Островитяне – отбросы человечества. Остров – фантомные боли Земли. Берег вынужден сжиться с Островом, как человеческий организм сживается с неизлечимым, неизгоняемым вирусом – включает в обмен веществ и глушит симптомы болезни.
Остров – олицетворение дурной привычки. Первые поселенцы не выбирали свою судьбу, а их дети и внуки смирились. Нет, слово «смирение» здесь неуместно. Именно свыклись. Без мыслей и чувств. Пластмассовая жизнь вошла в них с рождения, как шприц в чаячью грудь.
«Всё живое гниёт и разлагается, – любил повторять отец, – только пластик обладает бессрочным периодом распада». Вечный конфликт между естественным и искусственным разрешился.

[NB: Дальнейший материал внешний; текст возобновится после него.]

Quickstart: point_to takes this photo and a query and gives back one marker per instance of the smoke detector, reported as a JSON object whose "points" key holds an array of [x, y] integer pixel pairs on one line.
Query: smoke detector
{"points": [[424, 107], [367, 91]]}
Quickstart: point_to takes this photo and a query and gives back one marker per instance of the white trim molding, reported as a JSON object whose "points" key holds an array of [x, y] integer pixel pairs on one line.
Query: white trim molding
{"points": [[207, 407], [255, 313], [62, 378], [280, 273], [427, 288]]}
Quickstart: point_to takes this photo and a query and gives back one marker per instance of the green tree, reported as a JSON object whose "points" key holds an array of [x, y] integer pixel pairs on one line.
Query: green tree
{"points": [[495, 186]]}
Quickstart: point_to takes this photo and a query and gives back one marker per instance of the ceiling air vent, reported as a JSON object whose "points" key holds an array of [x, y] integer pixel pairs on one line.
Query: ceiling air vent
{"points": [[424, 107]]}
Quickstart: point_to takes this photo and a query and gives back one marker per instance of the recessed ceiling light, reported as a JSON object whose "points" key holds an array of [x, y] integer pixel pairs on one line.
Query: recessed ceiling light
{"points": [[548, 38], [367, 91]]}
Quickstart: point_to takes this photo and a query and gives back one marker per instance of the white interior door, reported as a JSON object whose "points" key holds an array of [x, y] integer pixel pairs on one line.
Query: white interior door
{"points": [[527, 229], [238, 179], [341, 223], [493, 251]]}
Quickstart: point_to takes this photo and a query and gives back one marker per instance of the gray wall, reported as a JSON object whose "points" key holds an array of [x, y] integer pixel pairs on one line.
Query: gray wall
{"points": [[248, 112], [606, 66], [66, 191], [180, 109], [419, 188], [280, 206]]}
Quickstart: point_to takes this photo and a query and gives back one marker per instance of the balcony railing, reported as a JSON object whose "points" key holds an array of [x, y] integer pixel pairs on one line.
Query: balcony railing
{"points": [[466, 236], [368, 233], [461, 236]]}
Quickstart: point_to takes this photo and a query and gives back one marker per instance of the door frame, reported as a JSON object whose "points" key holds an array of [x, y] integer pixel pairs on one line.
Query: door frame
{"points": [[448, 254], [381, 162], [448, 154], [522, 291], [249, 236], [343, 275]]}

Чайка умрёт, кости и перья истлеют, последнее гнездо опознают по фальшивой «броши», как захоронения земных королей древности.
Однажды Ник выловил из воды щепку. Пахла далёким деревом, незримым лесом. Густой илистый обволакивающий запах гниения. Высушил и теперь носит её в кармане, по нескольку раз в день вдыхая слабеющий аромат жизни. Старался не вообразить, а воплотить вокруг и внутри себя бодрящий смоляной запах лесопилки. Умирающих под ножом деревьев и возрождающегося в свежей зелени леса. Новеньких столов и стульев, напечатанных на бумаге книг.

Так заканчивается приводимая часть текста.